Congenital anomalies (CA) also known as birth defects are functional, structural, and metabolic defects that occur during the period of organogenesis and observed at birth or later in life. CA are caused by a mutation in a gene, chromosomal aberrations, environmental factors, micronutrient deficiencies and multifactorial effects. CA causes significant mortality and morbidity among children both in developing and developed countries. Data on the prevalence-pattern of CA from the rural populations of Pakistan is largely missing. In this context, the main objective of this study was to investigate the genetic epidemiology and phenotypic pattern of CA in the population of Mandi Bahauddin.
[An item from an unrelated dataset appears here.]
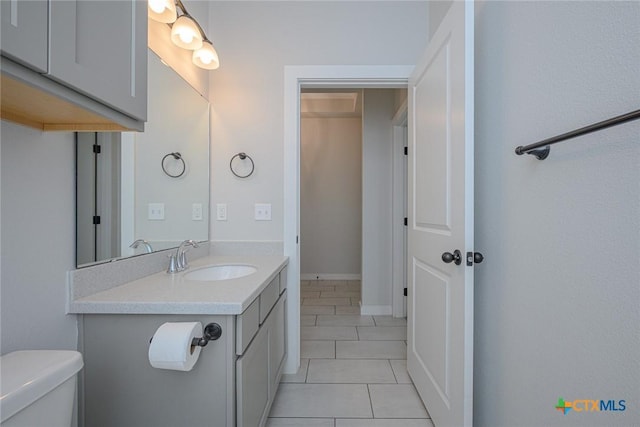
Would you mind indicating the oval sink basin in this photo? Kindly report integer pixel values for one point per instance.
(220, 272)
During this cross-sectional epidemiological study, a total of 201 independent cases with CA were recruited from door to-door surveys. All the anomalies were clinically diagnosed by physicians and specialized doctors and were classified into four major categories. In this cohort, the prevalence of the birth defects was in the following order: sensorineural defects (58%), neurological disorders (20%), neuromuscular anomalies (16%), and visual impairments (6%). Intellectual disability was the most common neurological disorder while cerebral palsy was most common neuromusculat anomaly. The representation of affected males (64%) was high as compared to affected females (36%). The sporadic cases 60% (n=121) were abundant in comparison with familial cases 40% (n=80). Majority of subjects were rural dwellers (54%) and belonged to lower middle class (42%). This study indicated a higher proportion of CA in young age group (56%). Parental consanguinity was found in 63% of the cases and familial cases had 40 % consanguineous marriages. Out of 80 familial cases,for 46%(n=37) subjects, affected persons were affected present in 2 generations and 64% (n=51) families had two family members affected.There was preponderance of subjects with first parity (40%).The current study provides useful information about the prevalence pattern of CA in Mandi Bhauddin and may bridge the gap in current knowledge about the causes and consequences of CA which may help relevant government authorities about the inception of management plans and health care centers for infants with CA.